Nonetheless, GTA V’s portrayal of trans people, and other unfairly targeted groups, brings to mind the following quote by Terry Pratchet – a true master of satire:
“Satire is meant to ridicule power. If you are laughing at people who are hurting, it’s not satire, it’s bullying.”
For me that pretty much settles one part of this debate. Rockstar should reflect on how their depictions have added further hurt to communities that already suffer far more than their fair share, and also helped normalise the violence that is frequently perpetrated against them.
An apology would likely be welcomed, and go some distance in establishing a better relationship with these communities. A trigger warning would also be an appropriate addition for future re-releases such as the upcoming GTA V Enhanced Edition.

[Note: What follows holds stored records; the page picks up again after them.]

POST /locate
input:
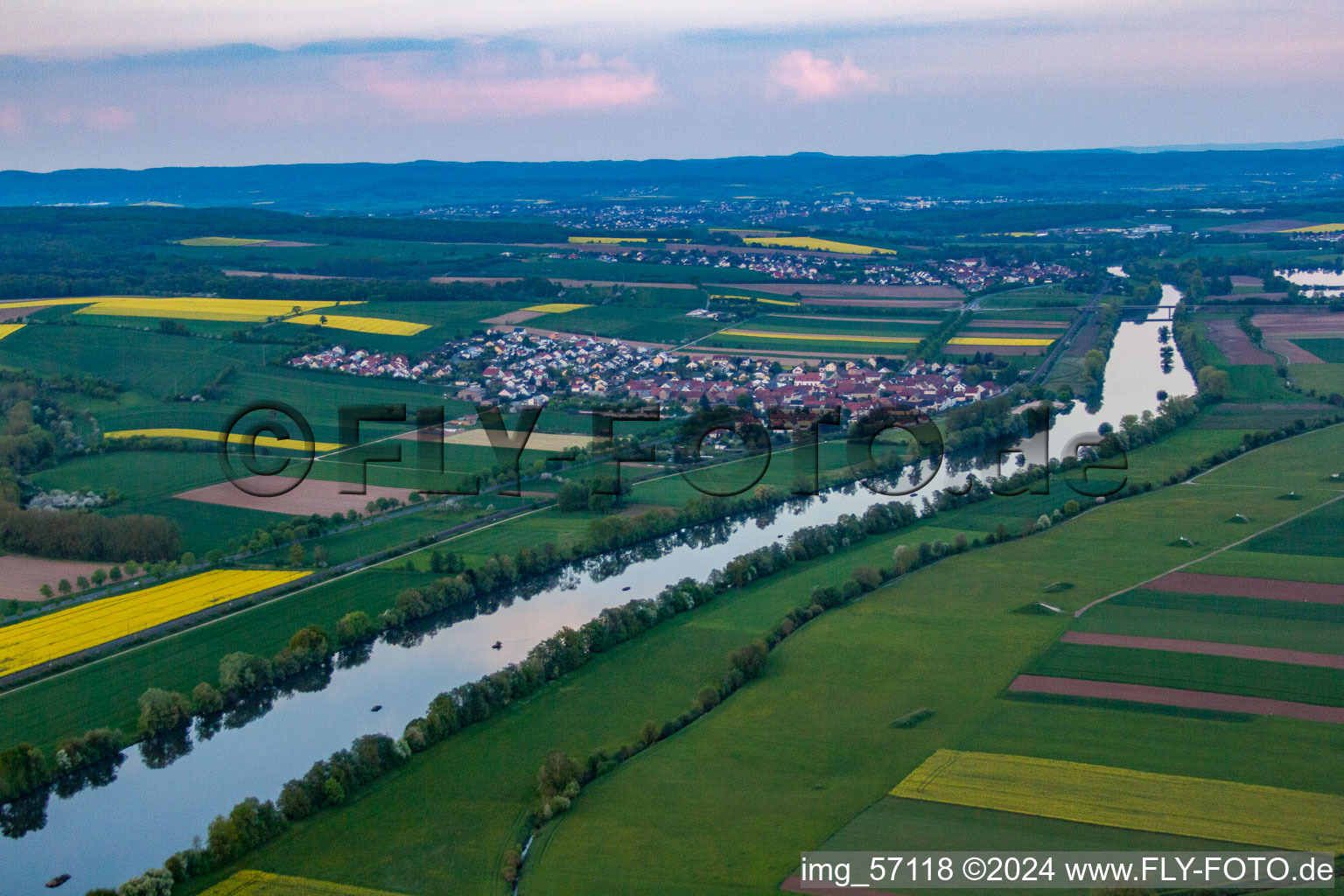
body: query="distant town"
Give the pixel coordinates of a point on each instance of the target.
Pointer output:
(526, 369)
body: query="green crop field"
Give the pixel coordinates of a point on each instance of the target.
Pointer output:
(1320, 532)
(837, 326)
(789, 760)
(1194, 672)
(373, 536)
(1324, 378)
(941, 826)
(666, 326)
(1260, 383)
(1328, 349)
(147, 361)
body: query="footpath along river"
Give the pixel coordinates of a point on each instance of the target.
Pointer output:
(102, 836)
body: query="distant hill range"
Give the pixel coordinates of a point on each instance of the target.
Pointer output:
(1158, 176)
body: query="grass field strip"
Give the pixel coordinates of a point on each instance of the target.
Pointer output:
(1222, 810)
(1226, 547)
(258, 883)
(378, 326)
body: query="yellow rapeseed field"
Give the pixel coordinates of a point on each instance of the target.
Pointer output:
(822, 338)
(381, 326)
(996, 340)
(198, 309)
(258, 883)
(220, 241)
(554, 308)
(1138, 800)
(819, 245)
(1314, 228)
(234, 438)
(66, 632)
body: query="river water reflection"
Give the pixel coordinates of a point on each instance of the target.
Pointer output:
(102, 836)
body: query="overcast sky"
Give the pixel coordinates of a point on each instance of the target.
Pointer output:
(140, 83)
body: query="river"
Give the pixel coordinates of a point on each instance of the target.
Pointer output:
(102, 836)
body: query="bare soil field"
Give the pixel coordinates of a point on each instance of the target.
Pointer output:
(1292, 351)
(1233, 341)
(1236, 586)
(22, 577)
(310, 496)
(1289, 326)
(1208, 648)
(512, 318)
(1176, 697)
(850, 290)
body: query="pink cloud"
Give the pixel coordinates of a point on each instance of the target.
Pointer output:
(11, 121)
(109, 118)
(814, 78)
(491, 90)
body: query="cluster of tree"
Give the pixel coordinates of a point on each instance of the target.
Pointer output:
(290, 531)
(1095, 361)
(1188, 339)
(330, 782)
(597, 494)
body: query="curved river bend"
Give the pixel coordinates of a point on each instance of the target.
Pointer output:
(102, 836)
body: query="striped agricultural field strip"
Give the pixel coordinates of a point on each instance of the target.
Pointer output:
(1208, 648)
(816, 245)
(182, 306)
(198, 309)
(996, 340)
(554, 308)
(822, 338)
(1314, 228)
(234, 438)
(258, 883)
(381, 326)
(1136, 800)
(66, 632)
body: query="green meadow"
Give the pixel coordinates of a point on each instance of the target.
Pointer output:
(792, 758)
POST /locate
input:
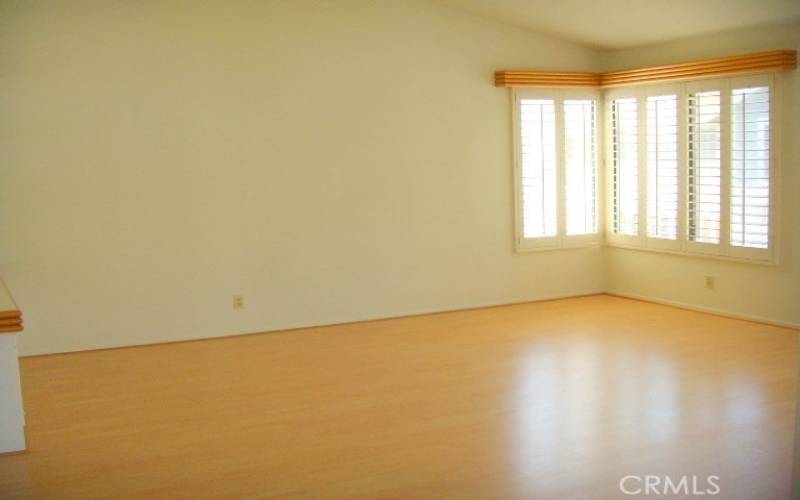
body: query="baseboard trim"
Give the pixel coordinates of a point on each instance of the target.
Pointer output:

Is retroactive censorship the solution?
However, this same line of thinking has been used to argue Rockstar should simply delete the offending content from their games. Kotaku’s Carolyn Petit wrote a fantastic piece calling for Rockstar to proceed in this fashion, writing: “What I want to see is a company reconsidering its own ill-advised creative decisions of the past and opting to address them, rather than just continuing to tweak superficial details”.
I agree with their sentiment, but I don’t feel that self-censorship of one’s past behaviour is the best way to build a better future. It’s revisionist, and actually allows perpetrators to feign innocence and discount the consequences of their past actions.
By deleting their problematic depiction of trans characters from GTA V, Rockstar would be rewriting history in a way that plasters over their past transgressions; which comes dangerously close to gaslighting those they offended in the first place.
I wish GTA V's world weren't so relentlessly, inescapably misanthropic and particularly hateful to women and trans people, because there's a lot about it that would otherwise make it very much a world I might enjoy being out and about in right now.
— Carolyn Petit (@carolynmichelle) May 14, 2020
Are video games worth accurately preserving?
Video games are historical documents that bear the markings of the time they were created. In the same way that pixelated graphics betray their age, the values, beliefs, fears and ignorance of their creators have a funny way of popping up unexpectedly.
The original Tomb Raider games, despite trying to portray a powerful female lead, now come across as an India Jones-obsessed teenager’s wet dream. The modern day reimagining of the series has gone some way to righting this wrong, but what would really be gained by going back and giving pixel Lara Croft more appropriate outdoor attire?
The progression of Lara Croft’s design is actually a fascinating example of changing cultural values positively effecting the video game industry. But to alter how she appeared in the original game would be to deny, or at the very least disguise, how sexist the industry was in 1996.
A proper remake, on the other hand, offers the perfect opportunity to update a game, whilst ideally acknowledging what was problematic in the original (Final Fantasy VII Remake does a reasonable job pulling this off in its infamous dress quest).
For the reasons stated above, I don’t support altering films, literature, music or video games that have retrospectively been deemed offensive by today’s standards. I advocate for warnings, and contextual information that explain why these works should be viewed critically. If those that created the work wish to explain themselves, and apologise for the offence they have caused, then I think that’s even better.
Going forward under this paradigm should foster understanding, accountability, and a progressive environment that is conducive to creating. Deleting offensive content, on the other hand, just increases the likelihood that history will repeat itself.